Se è vero da una parte che la fluidità nella propria lingua madre può essere raggiunta difficilmente in una lingua B, dunque traducendo verso una lingua straniera si potrebbe perdere nella produzione qualche elemento stilistico, è pur vero che tradurre a partire dalla propria madrelingua offre il notevole vantaggio di padroneggiare perfettamente la comprensione, schivando eventuali difficoltà. Una volta compreso il contenuto del discorso, con una solida competenza nella lingua B, l’interprete ha tutto ciò che gli occorre per riprodurre il messaggio nell’altra lingua, e anche se gli sfuggisse uno specifico vocabolo nella lingua B, riuscirebbe comunque a esprimere il concetto in modo efficace utilizzando altre parole.
fgpx78
Posted at 06:12h, 02 AgostoMolto interessante, al solito.
Una correzione: credo forse “(lingua Blingua B).” debba essere “(lingua Blingua C).”, giusto?
E uno spunto: come vengono considerati i traduttori che hanno più lingue madre? Esiste di fatto nel vostro mondo il concetto di 2+ lingue madre?
I miei figli stan crescendo parlando Italiano, Ceco e Slovacco – quotidianamente – a cui si aggiunge l’Inglese che imparano a scuola.

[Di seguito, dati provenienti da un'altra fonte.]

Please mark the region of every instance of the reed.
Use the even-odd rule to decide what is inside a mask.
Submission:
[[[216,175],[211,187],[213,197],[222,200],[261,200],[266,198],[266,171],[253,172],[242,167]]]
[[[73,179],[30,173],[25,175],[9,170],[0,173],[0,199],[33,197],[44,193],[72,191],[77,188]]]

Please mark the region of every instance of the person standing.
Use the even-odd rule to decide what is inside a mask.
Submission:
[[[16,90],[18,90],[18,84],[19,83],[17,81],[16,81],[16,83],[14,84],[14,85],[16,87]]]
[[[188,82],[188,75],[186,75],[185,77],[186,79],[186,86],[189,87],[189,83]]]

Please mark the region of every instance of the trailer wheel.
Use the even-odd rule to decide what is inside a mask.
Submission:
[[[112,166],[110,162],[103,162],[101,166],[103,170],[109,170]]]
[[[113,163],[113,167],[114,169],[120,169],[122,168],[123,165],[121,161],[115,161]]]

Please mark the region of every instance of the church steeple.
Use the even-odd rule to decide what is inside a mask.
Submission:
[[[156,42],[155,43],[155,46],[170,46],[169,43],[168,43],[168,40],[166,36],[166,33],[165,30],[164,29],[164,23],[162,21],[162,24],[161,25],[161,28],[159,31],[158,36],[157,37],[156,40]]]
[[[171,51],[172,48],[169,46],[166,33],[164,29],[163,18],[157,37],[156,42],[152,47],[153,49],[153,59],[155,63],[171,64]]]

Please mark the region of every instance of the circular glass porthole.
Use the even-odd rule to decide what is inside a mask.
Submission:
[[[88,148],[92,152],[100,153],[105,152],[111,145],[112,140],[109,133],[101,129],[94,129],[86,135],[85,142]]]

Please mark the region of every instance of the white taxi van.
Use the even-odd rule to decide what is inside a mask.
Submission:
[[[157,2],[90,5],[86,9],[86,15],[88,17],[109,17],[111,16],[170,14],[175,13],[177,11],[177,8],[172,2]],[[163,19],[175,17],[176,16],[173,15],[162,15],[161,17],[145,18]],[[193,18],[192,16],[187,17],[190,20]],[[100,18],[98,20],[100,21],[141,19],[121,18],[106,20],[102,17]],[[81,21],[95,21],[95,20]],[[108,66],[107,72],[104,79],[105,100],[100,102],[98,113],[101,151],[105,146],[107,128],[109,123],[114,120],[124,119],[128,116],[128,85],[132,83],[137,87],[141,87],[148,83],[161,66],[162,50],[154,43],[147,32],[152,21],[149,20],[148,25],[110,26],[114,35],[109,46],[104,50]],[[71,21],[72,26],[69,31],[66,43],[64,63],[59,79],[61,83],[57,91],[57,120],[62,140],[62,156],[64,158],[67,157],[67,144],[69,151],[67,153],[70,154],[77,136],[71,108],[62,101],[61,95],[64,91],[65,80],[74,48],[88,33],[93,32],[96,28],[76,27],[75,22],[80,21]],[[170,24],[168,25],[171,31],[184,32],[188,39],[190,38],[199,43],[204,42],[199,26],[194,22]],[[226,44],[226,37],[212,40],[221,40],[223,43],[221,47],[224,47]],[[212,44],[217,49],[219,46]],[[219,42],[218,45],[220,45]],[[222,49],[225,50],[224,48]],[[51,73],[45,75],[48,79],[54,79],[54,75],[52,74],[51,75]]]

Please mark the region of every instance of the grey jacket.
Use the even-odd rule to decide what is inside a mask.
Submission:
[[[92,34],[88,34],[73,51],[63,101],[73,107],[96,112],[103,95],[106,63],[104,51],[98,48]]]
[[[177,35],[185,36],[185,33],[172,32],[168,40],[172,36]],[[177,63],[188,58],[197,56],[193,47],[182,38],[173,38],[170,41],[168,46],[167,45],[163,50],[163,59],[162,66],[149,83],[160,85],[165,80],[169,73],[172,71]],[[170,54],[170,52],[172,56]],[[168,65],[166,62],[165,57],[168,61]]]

Dovessero mai fare gli interpreti, tutte le traduzioni verso Italiano, Slovacco e Ceco verrebbero considerate attive?
Ma sopratutto, come viene certificato l’essere madrelingua nel vostro ambiente? “autocertificazione”? “cittadinanza”? esami particolari da sostenere? 😉
Emanuela Cardetta
Posted at 09:34h, 02 AgostoGrazie mille per il commento. Non ho mai sentito la parola “blingua” a dire il vero. Anzi, ne approfitto per chiederti che cosa significa così imparo una cosa nuova 🙂 Generalmente si parla di lingua A, lingua B o lingua C, tant’è che si dice “avere l’inglese B / avere lo spagnolo C”, ecc.
Certamente possono esserci interpreti con due o più lingue A. Ad esempio, se i tuoi figli facessero gli interpreti, avrebbero 3 lingue A (italiano, slovacco e ceco) e una lingua B o C (l’inglese). Non c’è una certificazione che attesti la propria madrelingua, ma comunque molto dipende dall’ambito in cui si opera. Appunto in Italia non è nemmeno richiesta la laurea per fare l’interprete, lo può fare chiunque (ahimé), mentre le istituzioni hanno dei loro criteri di selezione. Per quanto ne so, comunque, neanche lì serve un documento che certifichi l’essere madrelingua, perché le competenze linguistiche dichiarate emergono chiaramente durante la prova di selezione (test o concorso).